Sólo precisa de corazones abiertos que lo reciban, para que Él pueda otorgarles los regalos de Dios. Él no viene a cobrar tributos, como hacen los reyes de la tierra. Tampoco está en busca de soldados que conquisten o defiendan sus derechos.
¡No! Él viene en busca de las ovejas perdidas de Israel (cf. Mt 15,24), en busca de la humanidad perdida… Su poder es el poder del amor. Y el amor no requiere ningún medio para impresionar a las personas; no precisa de ninguna escenificación. El amor viene con Él y está en Él.
¡Dichoso aquel que no cierra su corazón y deja entrar a Dios!
Las personas que lo aclamaron durante su entrada en Jerusalén, habrán percibido y comprendido lo que estaba aconteciendo ante sus ojos.
La Escritura dice:
“Una gran multitud extendía sus propios mantos por el camino; otros cortaban ramas de árboles y las tendían por el camino.” (Mt 21,8)
Aun si fuera el caso que algunos de ellos sólo pocos días después se hayan encontrado entre la turba que reclamaba a gritos su muerte; en este momento de su entrada triunfal en Jerusalén reconocieron la realidad de Dios y lo glorificaron:
“¡Hosanna! ¡Bendito el que viene en nombre del Señor! ¡Bendito el reino que viene!” (Mc 11,9b-10a)
En todo el mundo los cristianos conmemoran este acontecimiento al iniciar la Semana Santa. En Jerusalén se recorre solemnemente el mismo camino por el que Jesús entró en la Ciudad. Pero no sólo en Jerusalén; sino en todas partes tiene lugar la procesión, para dar testimonio de que Cristo no sólo es Rey de Israel; sino de todos los hombres, y que Él reina en el corazón de todos aquellos que le han abierto sus puertas.
“Mi reino no es de este mundo” –le dirá después Jesús a Pilato (Jn 18,36).
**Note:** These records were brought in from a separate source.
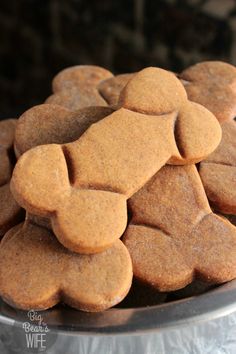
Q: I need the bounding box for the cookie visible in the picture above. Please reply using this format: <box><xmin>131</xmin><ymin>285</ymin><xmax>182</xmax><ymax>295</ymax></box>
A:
<box><xmin>11</xmin><ymin>68</ymin><xmax>221</xmax><ymax>253</ymax></box>
<box><xmin>15</xmin><ymin>104</ymin><xmax>113</xmax><ymax>157</ymax></box>
<box><xmin>179</xmin><ymin>61</ymin><xmax>236</xmax><ymax>123</ymax></box>
<box><xmin>0</xmin><ymin>146</ymin><xmax>12</xmax><ymax>186</ymax></box>
<box><xmin>0</xmin><ymin>119</ymin><xmax>17</xmax><ymax>150</ymax></box>
<box><xmin>98</xmin><ymin>73</ymin><xmax>135</xmax><ymax>107</ymax></box>
<box><xmin>180</xmin><ymin>62</ymin><xmax>236</xmax><ymax>214</ymax></box>
<box><xmin>0</xmin><ymin>223</ymin><xmax>132</xmax><ymax>312</ymax></box>
<box><xmin>123</xmin><ymin>165</ymin><xmax>236</xmax><ymax>291</ymax></box>
<box><xmin>0</xmin><ymin>119</ymin><xmax>16</xmax><ymax>186</ymax></box>
<box><xmin>0</xmin><ymin>119</ymin><xmax>24</xmax><ymax>238</ymax></box>
<box><xmin>199</xmin><ymin>121</ymin><xmax>236</xmax><ymax>215</ymax></box>
<box><xmin>0</xmin><ymin>183</ymin><xmax>25</xmax><ymax>239</ymax></box>
<box><xmin>46</xmin><ymin>65</ymin><xmax>113</xmax><ymax>111</ymax></box>
<box><xmin>15</xmin><ymin>104</ymin><xmax>113</xmax><ymax>230</ymax></box>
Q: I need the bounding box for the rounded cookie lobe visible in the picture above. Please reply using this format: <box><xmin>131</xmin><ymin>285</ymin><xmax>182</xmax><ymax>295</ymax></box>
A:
<box><xmin>98</xmin><ymin>73</ymin><xmax>135</xmax><ymax>107</ymax></box>
<box><xmin>0</xmin><ymin>184</ymin><xmax>24</xmax><ymax>238</ymax></box>
<box><xmin>0</xmin><ymin>147</ymin><xmax>12</xmax><ymax>186</ymax></box>
<box><xmin>123</xmin><ymin>225</ymin><xmax>193</xmax><ymax>291</ymax></box>
<box><xmin>123</xmin><ymin>165</ymin><xmax>236</xmax><ymax>291</ymax></box>
<box><xmin>170</xmin><ymin>102</ymin><xmax>222</xmax><ymax>164</ymax></box>
<box><xmin>119</xmin><ymin>67</ymin><xmax>187</xmax><ymax>115</ymax></box>
<box><xmin>11</xmin><ymin>68</ymin><xmax>220</xmax><ymax>253</ymax></box>
<box><xmin>199</xmin><ymin>121</ymin><xmax>236</xmax><ymax>214</ymax></box>
<box><xmin>52</xmin><ymin>189</ymin><xmax>127</xmax><ymax>254</ymax></box>
<box><xmin>46</xmin><ymin>65</ymin><xmax>113</xmax><ymax>111</ymax></box>
<box><xmin>0</xmin><ymin>119</ymin><xmax>17</xmax><ymax>150</ymax></box>
<box><xmin>179</xmin><ymin>61</ymin><xmax>236</xmax><ymax>123</ymax></box>
<box><xmin>62</xmin><ymin>240</ymin><xmax>132</xmax><ymax>312</ymax></box>
<box><xmin>11</xmin><ymin>144</ymin><xmax>70</xmax><ymax>216</ymax></box>
<box><xmin>199</xmin><ymin>162</ymin><xmax>236</xmax><ymax>214</ymax></box>
<box><xmin>0</xmin><ymin>224</ymin><xmax>132</xmax><ymax>311</ymax></box>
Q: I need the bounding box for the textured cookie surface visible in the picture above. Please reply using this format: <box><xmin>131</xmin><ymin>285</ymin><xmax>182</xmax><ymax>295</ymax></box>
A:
<box><xmin>179</xmin><ymin>61</ymin><xmax>236</xmax><ymax>122</ymax></box>
<box><xmin>123</xmin><ymin>165</ymin><xmax>236</xmax><ymax>291</ymax></box>
<box><xmin>0</xmin><ymin>224</ymin><xmax>132</xmax><ymax>311</ymax></box>
<box><xmin>11</xmin><ymin>68</ymin><xmax>221</xmax><ymax>253</ymax></box>
<box><xmin>180</xmin><ymin>62</ymin><xmax>236</xmax><ymax>214</ymax></box>
<box><xmin>15</xmin><ymin>104</ymin><xmax>113</xmax><ymax>156</ymax></box>
<box><xmin>98</xmin><ymin>74</ymin><xmax>135</xmax><ymax>107</ymax></box>
<box><xmin>0</xmin><ymin>119</ymin><xmax>24</xmax><ymax>238</ymax></box>
<box><xmin>46</xmin><ymin>65</ymin><xmax>113</xmax><ymax>111</ymax></box>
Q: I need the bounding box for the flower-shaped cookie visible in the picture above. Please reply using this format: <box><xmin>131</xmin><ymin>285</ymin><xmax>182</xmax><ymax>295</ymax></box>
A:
<box><xmin>0</xmin><ymin>119</ymin><xmax>23</xmax><ymax>238</ymax></box>
<box><xmin>11</xmin><ymin>68</ymin><xmax>221</xmax><ymax>253</ymax></box>
<box><xmin>180</xmin><ymin>62</ymin><xmax>236</xmax><ymax>214</ymax></box>
<box><xmin>46</xmin><ymin>65</ymin><xmax>113</xmax><ymax>111</ymax></box>
<box><xmin>123</xmin><ymin>165</ymin><xmax>236</xmax><ymax>291</ymax></box>
<box><xmin>98</xmin><ymin>73</ymin><xmax>135</xmax><ymax>107</ymax></box>
<box><xmin>0</xmin><ymin>223</ymin><xmax>132</xmax><ymax>311</ymax></box>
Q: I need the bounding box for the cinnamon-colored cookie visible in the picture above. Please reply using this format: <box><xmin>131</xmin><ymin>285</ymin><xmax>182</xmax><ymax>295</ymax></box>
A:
<box><xmin>98</xmin><ymin>73</ymin><xmax>135</xmax><ymax>107</ymax></box>
<box><xmin>179</xmin><ymin>61</ymin><xmax>236</xmax><ymax>123</ymax></box>
<box><xmin>11</xmin><ymin>68</ymin><xmax>221</xmax><ymax>253</ymax></box>
<box><xmin>123</xmin><ymin>165</ymin><xmax>236</xmax><ymax>291</ymax></box>
<box><xmin>180</xmin><ymin>62</ymin><xmax>236</xmax><ymax>214</ymax></box>
<box><xmin>0</xmin><ymin>119</ymin><xmax>17</xmax><ymax>150</ymax></box>
<box><xmin>15</xmin><ymin>104</ymin><xmax>113</xmax><ymax>157</ymax></box>
<box><xmin>0</xmin><ymin>223</ymin><xmax>132</xmax><ymax>312</ymax></box>
<box><xmin>0</xmin><ymin>119</ymin><xmax>24</xmax><ymax>238</ymax></box>
<box><xmin>0</xmin><ymin>183</ymin><xmax>24</xmax><ymax>239</ymax></box>
<box><xmin>46</xmin><ymin>65</ymin><xmax>113</xmax><ymax>111</ymax></box>
<box><xmin>0</xmin><ymin>146</ymin><xmax>12</xmax><ymax>186</ymax></box>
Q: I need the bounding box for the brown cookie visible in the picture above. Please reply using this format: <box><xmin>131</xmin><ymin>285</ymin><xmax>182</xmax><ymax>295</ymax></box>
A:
<box><xmin>0</xmin><ymin>119</ymin><xmax>24</xmax><ymax>238</ymax></box>
<box><xmin>123</xmin><ymin>165</ymin><xmax>236</xmax><ymax>291</ymax></box>
<box><xmin>11</xmin><ymin>68</ymin><xmax>221</xmax><ymax>253</ymax></box>
<box><xmin>0</xmin><ymin>146</ymin><xmax>12</xmax><ymax>186</ymax></box>
<box><xmin>0</xmin><ymin>223</ymin><xmax>132</xmax><ymax>312</ymax></box>
<box><xmin>180</xmin><ymin>62</ymin><xmax>236</xmax><ymax>214</ymax></box>
<box><xmin>46</xmin><ymin>65</ymin><xmax>113</xmax><ymax>111</ymax></box>
<box><xmin>199</xmin><ymin>121</ymin><xmax>236</xmax><ymax>214</ymax></box>
<box><xmin>15</xmin><ymin>104</ymin><xmax>113</xmax><ymax>157</ymax></box>
<box><xmin>0</xmin><ymin>119</ymin><xmax>17</xmax><ymax>186</ymax></box>
<box><xmin>0</xmin><ymin>183</ymin><xmax>24</xmax><ymax>239</ymax></box>
<box><xmin>0</xmin><ymin>119</ymin><xmax>17</xmax><ymax>150</ymax></box>
<box><xmin>98</xmin><ymin>73</ymin><xmax>135</xmax><ymax>107</ymax></box>
<box><xmin>179</xmin><ymin>61</ymin><xmax>236</xmax><ymax>123</ymax></box>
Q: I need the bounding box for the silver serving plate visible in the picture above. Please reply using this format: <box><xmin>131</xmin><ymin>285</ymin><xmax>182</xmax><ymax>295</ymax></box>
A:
<box><xmin>0</xmin><ymin>280</ymin><xmax>236</xmax><ymax>335</ymax></box>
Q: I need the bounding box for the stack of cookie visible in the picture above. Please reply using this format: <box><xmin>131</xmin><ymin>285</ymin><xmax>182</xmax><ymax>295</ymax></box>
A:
<box><xmin>0</xmin><ymin>62</ymin><xmax>236</xmax><ymax>311</ymax></box>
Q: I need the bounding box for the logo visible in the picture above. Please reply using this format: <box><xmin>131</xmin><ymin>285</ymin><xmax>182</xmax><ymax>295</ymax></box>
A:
<box><xmin>0</xmin><ymin>310</ymin><xmax>57</xmax><ymax>354</ymax></box>
<box><xmin>22</xmin><ymin>310</ymin><xmax>50</xmax><ymax>352</ymax></box>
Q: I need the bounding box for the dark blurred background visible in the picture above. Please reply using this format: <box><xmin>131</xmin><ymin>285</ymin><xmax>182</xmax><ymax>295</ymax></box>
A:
<box><xmin>0</xmin><ymin>0</ymin><xmax>236</xmax><ymax>118</ymax></box>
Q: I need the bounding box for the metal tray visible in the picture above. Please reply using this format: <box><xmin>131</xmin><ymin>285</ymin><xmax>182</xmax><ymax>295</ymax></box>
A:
<box><xmin>0</xmin><ymin>280</ymin><xmax>236</xmax><ymax>335</ymax></box>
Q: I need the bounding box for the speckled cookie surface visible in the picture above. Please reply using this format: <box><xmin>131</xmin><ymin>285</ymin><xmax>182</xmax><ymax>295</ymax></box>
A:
<box><xmin>11</xmin><ymin>68</ymin><xmax>221</xmax><ymax>253</ymax></box>
<box><xmin>0</xmin><ymin>119</ymin><xmax>23</xmax><ymax>238</ymax></box>
<box><xmin>15</xmin><ymin>104</ymin><xmax>113</xmax><ymax>156</ymax></box>
<box><xmin>123</xmin><ymin>165</ymin><xmax>236</xmax><ymax>291</ymax></box>
<box><xmin>0</xmin><ymin>223</ymin><xmax>132</xmax><ymax>311</ymax></box>
<box><xmin>46</xmin><ymin>65</ymin><xmax>113</xmax><ymax>111</ymax></box>
<box><xmin>180</xmin><ymin>62</ymin><xmax>236</xmax><ymax>214</ymax></box>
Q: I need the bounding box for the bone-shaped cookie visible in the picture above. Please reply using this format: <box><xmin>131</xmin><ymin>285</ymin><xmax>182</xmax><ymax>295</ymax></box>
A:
<box><xmin>0</xmin><ymin>223</ymin><xmax>132</xmax><ymax>312</ymax></box>
<box><xmin>123</xmin><ymin>165</ymin><xmax>236</xmax><ymax>291</ymax></box>
<box><xmin>14</xmin><ymin>104</ymin><xmax>113</xmax><ymax>229</ymax></box>
<box><xmin>0</xmin><ymin>119</ymin><xmax>23</xmax><ymax>238</ymax></box>
<box><xmin>180</xmin><ymin>62</ymin><xmax>236</xmax><ymax>214</ymax></box>
<box><xmin>11</xmin><ymin>68</ymin><xmax>221</xmax><ymax>253</ymax></box>
<box><xmin>46</xmin><ymin>65</ymin><xmax>113</xmax><ymax>111</ymax></box>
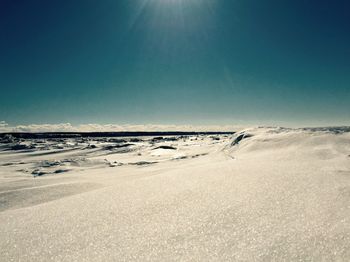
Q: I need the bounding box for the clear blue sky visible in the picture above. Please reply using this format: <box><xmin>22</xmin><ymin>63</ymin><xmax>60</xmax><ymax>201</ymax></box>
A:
<box><xmin>0</xmin><ymin>0</ymin><xmax>350</xmax><ymax>126</ymax></box>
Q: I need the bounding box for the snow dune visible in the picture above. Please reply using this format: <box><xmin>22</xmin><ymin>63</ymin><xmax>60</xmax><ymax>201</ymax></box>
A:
<box><xmin>0</xmin><ymin>128</ymin><xmax>350</xmax><ymax>261</ymax></box>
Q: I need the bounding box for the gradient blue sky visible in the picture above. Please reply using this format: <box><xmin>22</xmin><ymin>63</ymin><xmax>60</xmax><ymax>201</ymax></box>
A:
<box><xmin>0</xmin><ymin>0</ymin><xmax>350</xmax><ymax>126</ymax></box>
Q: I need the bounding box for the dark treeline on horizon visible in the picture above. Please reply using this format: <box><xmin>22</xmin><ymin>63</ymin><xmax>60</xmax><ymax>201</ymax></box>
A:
<box><xmin>0</xmin><ymin>131</ymin><xmax>235</xmax><ymax>139</ymax></box>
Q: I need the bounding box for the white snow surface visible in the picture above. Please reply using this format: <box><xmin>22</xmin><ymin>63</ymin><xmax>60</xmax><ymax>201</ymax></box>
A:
<box><xmin>0</xmin><ymin>128</ymin><xmax>350</xmax><ymax>261</ymax></box>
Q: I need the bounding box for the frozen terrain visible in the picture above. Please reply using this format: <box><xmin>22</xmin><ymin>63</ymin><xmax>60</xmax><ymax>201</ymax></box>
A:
<box><xmin>0</xmin><ymin>128</ymin><xmax>350</xmax><ymax>261</ymax></box>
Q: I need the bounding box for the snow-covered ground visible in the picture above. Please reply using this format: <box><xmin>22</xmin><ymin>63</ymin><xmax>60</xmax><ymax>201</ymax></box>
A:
<box><xmin>0</xmin><ymin>128</ymin><xmax>350</xmax><ymax>261</ymax></box>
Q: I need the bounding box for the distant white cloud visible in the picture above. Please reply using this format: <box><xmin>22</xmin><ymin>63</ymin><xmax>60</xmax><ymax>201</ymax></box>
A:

Su Reino es uno que no acabará jamás; un Reino en el que rige el amor y la justicia; un Reino en el cual todos los hombres se convierten realmente en hermanos y hermanas, hijos de un amado y amantísimo Padre. ¡Éste es el Reino al que nos invita a todos nosotros! ¡Alabémoslo y entreguémosle nuestro corazón!